Начиная с 1900-х годов театр занимает центральное место в культурологическом дискурсе. «Создавалось впечатление, будто историческая судьба России зависела от решения проблем театра», – писал Константин Рудницкий (Rudnitzky, 1988, 9). Как общественный институт театр далеко не исчерпывался интерпретацией произведений драматической литературы; опробуя интерактивные отношения между сценой и публикой, реализуя концепты преображения и ролевой игры, определяя характер народных празднеств и инсценировок исторических событий, театральное искусство являлось той сферой культуры, в которой искусство встречалось с жизнью, становилось жизнетворчеством.

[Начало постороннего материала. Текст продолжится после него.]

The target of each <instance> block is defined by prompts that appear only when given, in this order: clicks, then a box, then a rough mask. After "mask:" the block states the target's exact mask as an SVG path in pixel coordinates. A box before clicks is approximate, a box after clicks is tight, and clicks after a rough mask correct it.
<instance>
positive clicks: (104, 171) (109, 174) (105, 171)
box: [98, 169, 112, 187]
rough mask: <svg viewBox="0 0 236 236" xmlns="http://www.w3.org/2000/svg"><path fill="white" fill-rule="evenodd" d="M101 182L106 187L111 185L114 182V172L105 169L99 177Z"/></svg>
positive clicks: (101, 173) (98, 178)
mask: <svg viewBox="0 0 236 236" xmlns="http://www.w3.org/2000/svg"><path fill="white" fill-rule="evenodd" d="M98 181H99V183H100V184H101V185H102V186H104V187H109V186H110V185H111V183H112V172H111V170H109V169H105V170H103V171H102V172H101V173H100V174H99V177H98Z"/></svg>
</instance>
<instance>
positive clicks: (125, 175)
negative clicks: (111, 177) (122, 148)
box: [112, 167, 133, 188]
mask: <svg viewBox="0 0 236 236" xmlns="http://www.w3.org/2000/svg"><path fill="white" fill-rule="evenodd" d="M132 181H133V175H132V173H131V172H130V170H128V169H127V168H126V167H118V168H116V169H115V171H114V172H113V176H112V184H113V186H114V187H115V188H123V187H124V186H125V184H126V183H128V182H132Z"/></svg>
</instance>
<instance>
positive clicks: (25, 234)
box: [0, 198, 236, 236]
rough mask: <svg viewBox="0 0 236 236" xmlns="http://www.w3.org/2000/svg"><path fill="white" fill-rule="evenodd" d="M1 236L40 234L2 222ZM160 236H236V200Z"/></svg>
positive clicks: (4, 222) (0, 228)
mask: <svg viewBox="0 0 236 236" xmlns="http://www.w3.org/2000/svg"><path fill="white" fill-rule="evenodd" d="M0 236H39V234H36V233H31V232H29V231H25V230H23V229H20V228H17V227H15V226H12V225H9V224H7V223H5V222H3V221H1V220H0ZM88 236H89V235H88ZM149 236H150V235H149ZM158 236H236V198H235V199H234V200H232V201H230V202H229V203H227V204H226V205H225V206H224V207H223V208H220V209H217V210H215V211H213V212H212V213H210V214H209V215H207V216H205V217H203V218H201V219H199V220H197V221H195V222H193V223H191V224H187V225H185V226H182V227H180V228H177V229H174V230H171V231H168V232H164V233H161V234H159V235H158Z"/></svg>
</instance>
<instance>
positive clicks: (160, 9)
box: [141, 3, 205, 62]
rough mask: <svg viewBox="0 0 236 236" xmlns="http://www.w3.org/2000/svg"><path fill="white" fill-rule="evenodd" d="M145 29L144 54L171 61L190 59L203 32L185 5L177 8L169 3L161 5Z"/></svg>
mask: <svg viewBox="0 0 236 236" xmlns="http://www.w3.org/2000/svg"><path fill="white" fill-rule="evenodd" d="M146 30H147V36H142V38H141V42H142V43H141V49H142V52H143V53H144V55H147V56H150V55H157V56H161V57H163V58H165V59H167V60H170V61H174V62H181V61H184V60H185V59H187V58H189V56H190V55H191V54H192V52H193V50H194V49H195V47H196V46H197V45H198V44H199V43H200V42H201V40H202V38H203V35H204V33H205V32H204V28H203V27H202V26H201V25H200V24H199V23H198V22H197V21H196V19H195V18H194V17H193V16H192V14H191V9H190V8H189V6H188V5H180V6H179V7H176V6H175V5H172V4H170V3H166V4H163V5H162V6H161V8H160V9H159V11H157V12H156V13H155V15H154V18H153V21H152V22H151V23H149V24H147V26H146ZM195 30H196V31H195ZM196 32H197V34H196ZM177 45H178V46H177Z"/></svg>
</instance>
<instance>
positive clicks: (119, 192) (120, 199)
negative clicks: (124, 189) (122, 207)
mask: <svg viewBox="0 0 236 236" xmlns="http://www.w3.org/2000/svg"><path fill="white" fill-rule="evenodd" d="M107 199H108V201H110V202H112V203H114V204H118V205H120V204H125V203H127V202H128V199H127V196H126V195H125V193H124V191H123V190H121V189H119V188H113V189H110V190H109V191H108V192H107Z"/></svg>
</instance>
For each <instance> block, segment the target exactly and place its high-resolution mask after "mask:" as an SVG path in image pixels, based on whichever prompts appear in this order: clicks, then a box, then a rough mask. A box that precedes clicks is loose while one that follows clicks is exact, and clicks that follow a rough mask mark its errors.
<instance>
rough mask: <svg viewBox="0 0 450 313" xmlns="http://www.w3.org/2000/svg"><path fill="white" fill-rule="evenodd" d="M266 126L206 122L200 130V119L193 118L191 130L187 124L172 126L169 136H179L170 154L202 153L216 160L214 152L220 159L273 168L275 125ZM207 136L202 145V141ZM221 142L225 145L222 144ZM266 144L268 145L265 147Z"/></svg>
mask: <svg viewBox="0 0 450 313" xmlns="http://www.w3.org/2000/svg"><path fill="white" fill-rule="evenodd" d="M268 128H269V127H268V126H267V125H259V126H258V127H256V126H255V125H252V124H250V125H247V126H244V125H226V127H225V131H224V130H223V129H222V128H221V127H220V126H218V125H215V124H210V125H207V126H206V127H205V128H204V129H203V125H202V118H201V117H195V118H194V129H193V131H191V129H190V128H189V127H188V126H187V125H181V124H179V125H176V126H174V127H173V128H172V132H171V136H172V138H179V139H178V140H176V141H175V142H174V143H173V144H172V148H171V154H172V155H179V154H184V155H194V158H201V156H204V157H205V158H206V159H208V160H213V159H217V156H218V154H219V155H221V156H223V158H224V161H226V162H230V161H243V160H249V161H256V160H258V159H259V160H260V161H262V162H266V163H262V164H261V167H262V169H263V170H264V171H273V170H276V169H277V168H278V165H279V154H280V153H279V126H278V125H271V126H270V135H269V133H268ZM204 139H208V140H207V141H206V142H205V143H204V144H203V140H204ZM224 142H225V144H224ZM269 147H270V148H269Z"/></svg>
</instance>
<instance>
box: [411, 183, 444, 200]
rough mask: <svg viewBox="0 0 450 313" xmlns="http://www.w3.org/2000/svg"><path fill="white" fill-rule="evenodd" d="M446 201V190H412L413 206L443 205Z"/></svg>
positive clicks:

Впоследствии театр был узурпирован политической властью, и его социальная функция подверглась извращению. К 1930-м годам массовые народные спектакли деградировали, превратившись в показательные процессы над врагами народа, в грандиозные театрализованные самоинсценировки политической власти. Уже в 1918 году Евреинов произнес доклад под названием «Театр и эшафот», где наметил общие исторические истоки театра и казни, присутствующие как в языческих, так и в христианских обрядах жертвоприношения. По Евреинову, они представляли собой грандиозное «публичное зрелище», отвечавшее инстинктивной потребности людей в жестокости и ее созерцании (Евреинов, 1996, 24).